When I awoke the following day I found out I had been the chief target of Poti's mosquito population the previous evening in spite of covering myself with DEET. My swollen ankles grew as the day went on and when I scratched (I know I shouldn't) they oozed yellow liquid. I visit to the pharmacist offered only a shrug of the shoulders from a teenage assistant and I returned with the hotel receptionist who made sure I left with some cream. It was no use however and my arrival in Russia was heralded by a ride in an ancient ambulance with paramedics sent to pick me up by the Russian border officials who were concerned about my enormous ankles!
And this was Poti! If there is anymore to be seen and I have offended any of the good citizens of Poti I apologise profusely. At the time I could not understand why there was not more in Poti geared towards tourists since it is the only gateway open to Russia for foreigners whishing to enter from Georgia. I have since learned that Georgia had only 10,000 foreign tourists in 2004 and can't imagine that the number has increased dramatically since then.
My advice for anyone planning to take a ferry from Poti is this; all ferries depart in the early evening so you could pretty much get there from any part of Georgia in time for departure.

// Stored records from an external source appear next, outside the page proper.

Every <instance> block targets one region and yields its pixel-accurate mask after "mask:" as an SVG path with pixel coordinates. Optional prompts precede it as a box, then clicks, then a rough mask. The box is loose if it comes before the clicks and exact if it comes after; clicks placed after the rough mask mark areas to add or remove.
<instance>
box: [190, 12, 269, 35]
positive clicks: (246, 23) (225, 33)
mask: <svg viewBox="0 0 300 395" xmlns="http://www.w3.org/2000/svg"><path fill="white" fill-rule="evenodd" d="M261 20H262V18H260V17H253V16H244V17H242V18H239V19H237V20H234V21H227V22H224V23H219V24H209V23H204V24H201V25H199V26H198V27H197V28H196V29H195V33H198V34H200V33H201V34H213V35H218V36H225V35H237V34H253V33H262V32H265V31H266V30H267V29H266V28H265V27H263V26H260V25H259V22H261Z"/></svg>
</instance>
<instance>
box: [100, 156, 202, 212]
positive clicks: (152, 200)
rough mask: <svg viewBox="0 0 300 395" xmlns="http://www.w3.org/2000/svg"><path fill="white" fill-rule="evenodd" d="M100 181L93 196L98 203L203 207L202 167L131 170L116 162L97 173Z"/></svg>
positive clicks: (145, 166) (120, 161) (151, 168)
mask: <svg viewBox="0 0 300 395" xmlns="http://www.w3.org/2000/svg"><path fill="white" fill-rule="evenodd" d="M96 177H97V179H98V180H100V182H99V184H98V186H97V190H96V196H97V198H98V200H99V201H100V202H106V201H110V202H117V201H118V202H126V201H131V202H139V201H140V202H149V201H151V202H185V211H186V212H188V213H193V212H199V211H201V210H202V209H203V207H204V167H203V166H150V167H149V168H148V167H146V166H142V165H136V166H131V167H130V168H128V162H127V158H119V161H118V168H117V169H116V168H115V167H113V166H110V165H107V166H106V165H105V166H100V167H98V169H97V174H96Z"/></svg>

If you are traveling to Ukraine, buy your ticket by telephone in advance; if you are traveling to Russia tickets are sold a couple of hours before departure. There is no need to arrive the day before and, indeed, very little to divert you in Poti.
Take my advice; Poti will not leave you with pleasant memories. I have for my ordeal scarred ankles and a deep dislike for pickled gherkins - something I loved before all this. The sad thing is that Georgia is a wonderful country and one I was sad to leave; it's shame that Poti wasn't as good as the rest.